Kenzo Tange, winner of the Pritzker Prize and designer of Tokyo's new City Hall complex, died on 22 March 2005.


Introducing
Kenzo Tange

(
1913 - 2005)
Kenzo Tange was born in 1913 in Osaka and lived in Imabari, Ehime prefecture until junior high school. After graduating from the University of Tokyo's Department of Architecture, he worked for four years in the office of Kunio Maekawa, an important disciple of Le Corbusier. In 1942 he entered the University of Tokyo Graduate School and became an assistant professor from 1946.

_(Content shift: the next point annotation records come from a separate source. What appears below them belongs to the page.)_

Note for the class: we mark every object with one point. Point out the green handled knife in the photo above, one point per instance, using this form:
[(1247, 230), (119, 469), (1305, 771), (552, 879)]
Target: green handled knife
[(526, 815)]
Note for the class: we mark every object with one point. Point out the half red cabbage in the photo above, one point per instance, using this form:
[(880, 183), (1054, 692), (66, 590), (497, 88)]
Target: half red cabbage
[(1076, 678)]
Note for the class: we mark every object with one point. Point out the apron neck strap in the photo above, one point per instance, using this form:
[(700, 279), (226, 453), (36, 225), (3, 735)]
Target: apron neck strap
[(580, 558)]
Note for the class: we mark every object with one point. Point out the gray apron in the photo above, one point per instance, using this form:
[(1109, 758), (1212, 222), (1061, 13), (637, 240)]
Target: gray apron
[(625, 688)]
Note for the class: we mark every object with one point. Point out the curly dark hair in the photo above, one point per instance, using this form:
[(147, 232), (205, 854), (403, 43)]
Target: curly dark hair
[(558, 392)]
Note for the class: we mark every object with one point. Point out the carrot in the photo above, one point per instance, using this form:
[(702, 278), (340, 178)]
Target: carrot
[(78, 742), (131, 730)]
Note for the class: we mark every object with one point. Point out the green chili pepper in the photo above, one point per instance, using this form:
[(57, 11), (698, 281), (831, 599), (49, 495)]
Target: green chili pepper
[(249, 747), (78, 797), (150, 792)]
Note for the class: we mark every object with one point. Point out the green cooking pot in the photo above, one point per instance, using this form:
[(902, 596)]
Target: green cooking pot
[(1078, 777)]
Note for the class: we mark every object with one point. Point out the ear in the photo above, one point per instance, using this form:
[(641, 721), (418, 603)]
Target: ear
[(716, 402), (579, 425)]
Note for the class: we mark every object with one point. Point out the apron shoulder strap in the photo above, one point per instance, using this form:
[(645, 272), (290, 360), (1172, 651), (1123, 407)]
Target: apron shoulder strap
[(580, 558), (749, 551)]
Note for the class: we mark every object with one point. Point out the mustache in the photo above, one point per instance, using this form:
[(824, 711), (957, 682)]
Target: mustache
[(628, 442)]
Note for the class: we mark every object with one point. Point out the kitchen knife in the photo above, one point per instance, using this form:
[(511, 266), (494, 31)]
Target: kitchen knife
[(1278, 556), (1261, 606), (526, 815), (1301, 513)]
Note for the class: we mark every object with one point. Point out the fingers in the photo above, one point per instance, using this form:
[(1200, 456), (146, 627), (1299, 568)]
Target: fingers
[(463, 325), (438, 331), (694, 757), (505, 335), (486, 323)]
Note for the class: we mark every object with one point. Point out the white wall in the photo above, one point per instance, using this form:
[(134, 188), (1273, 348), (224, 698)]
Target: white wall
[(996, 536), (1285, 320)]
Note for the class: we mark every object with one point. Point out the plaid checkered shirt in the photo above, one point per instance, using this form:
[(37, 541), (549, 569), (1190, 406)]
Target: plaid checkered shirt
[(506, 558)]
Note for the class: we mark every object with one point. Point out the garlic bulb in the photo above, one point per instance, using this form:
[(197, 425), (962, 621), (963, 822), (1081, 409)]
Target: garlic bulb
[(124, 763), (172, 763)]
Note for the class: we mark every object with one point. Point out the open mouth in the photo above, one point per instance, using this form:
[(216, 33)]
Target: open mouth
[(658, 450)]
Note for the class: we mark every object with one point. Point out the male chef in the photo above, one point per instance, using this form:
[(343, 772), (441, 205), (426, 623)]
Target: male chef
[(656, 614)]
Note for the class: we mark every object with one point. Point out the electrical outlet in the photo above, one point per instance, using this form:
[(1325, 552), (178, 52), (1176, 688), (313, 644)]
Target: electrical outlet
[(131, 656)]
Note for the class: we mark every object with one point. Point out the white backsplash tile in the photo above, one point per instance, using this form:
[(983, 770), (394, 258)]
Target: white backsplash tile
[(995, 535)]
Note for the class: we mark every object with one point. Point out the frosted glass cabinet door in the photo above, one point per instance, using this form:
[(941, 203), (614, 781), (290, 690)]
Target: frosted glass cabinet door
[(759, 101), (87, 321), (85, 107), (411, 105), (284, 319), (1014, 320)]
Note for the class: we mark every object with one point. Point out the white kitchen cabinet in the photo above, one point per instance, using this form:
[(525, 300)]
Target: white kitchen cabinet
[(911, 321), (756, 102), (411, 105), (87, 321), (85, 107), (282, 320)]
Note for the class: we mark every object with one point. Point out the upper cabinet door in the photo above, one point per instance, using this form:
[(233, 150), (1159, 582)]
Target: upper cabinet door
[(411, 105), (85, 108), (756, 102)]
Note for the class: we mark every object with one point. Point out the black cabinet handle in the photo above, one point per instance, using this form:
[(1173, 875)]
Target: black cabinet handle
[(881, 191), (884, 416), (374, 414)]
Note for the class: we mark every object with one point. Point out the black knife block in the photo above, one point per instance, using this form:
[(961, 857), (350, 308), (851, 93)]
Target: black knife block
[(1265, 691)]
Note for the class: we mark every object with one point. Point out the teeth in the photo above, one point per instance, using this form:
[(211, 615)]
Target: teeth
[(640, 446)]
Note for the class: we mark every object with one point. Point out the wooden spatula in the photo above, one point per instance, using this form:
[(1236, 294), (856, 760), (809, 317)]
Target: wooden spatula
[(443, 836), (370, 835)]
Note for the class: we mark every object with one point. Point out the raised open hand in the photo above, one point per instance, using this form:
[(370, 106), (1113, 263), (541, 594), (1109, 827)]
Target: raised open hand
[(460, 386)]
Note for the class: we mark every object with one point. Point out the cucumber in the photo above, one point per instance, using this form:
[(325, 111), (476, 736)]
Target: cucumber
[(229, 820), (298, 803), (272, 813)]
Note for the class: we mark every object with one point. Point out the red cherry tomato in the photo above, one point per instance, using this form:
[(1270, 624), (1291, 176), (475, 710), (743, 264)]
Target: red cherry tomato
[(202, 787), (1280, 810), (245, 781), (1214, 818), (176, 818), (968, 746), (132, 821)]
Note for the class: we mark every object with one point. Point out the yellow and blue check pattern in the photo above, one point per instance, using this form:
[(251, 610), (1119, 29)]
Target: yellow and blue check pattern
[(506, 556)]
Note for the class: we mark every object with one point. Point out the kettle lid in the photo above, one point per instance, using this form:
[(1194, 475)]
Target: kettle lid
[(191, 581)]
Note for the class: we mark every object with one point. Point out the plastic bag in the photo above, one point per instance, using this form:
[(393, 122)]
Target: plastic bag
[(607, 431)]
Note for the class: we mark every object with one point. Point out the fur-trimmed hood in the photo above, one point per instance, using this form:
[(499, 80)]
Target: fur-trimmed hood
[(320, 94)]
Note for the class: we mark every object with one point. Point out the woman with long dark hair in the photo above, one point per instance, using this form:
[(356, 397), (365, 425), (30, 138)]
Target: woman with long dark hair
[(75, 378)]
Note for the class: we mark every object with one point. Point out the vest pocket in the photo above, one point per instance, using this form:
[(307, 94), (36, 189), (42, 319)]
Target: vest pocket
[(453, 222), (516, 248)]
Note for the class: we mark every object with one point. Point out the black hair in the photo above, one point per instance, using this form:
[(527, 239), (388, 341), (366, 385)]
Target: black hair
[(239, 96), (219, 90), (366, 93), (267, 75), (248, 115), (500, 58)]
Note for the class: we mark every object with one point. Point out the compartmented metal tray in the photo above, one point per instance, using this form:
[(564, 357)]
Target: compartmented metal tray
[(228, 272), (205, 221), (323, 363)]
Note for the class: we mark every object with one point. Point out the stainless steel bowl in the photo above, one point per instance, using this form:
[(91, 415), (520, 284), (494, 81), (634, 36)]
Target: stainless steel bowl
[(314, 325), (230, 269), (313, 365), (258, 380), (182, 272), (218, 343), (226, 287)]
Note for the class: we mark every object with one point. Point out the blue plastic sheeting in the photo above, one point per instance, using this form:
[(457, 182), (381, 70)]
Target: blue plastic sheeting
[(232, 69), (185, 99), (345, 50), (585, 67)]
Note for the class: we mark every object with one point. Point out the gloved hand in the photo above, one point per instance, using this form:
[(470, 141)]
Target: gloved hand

In 1949 Tange was selected as the winner for the design of the Peace Park and Peace Center of Hiroshima. In 1951, Tange presented his ideas about the Hiroshima core at the International Congress of Modern Architecture (CIAM) in London. He had the pleasure of meeting historical figures such as Le Corbusier, Walter Gropius, Jose Louis Sert and other great architects of the world.In the 1950's Tange was strongly influenced by Le Corbusier as well as by the Renaissance Master, Michelangelo.

He was also greatly influenced by traditional Japanese architecture, expressed in concrete in the Kagawa Prefectural Office, 1958. From the 1960's, the urbanist prevailed over the architect. The buildings Tange continued to plan were part of a spatial context concerned with great metropolitan areas. Such ideas into the nature of the urban structure were at the core of the Tokyo Plan, 1960, expressing a change from mere functionalism toward structuralism.

A further development of the idea of structuralism, set a deepened interest in space as it relates to humanity and its spiritual aspects. In the pursuit of a junction between human and technological elements, Tange's proposal was accepted for the design of the Tokyo Cathedral of Saint Mary and twenty or thirty different models were designed for the National Gymnasium Complex for use in the 1964 Olympic Games.At the beginning of the 1970's with a theme of "Human Progress and Harmony," Tange undertook the architectural design for EXPO '70 and the Festival Plaza, completed in late 1966.

Having designed the previous Tokyo City Hall in Marunouchi, Tange's design for the New Tokyo City Hall Complex was selected in 1986. His "Plan for Tokyo" was Tange's logical response to the nature of the urban structure that would permit growth and change. It received enormous attention world-wide for its new concepts of extending the growth of the city out over the bay, using bridges, man made islands, floating parking and megastructures. Symbolic of this period is the Fuji Television Bldg. in Odaiba, completed in 1996.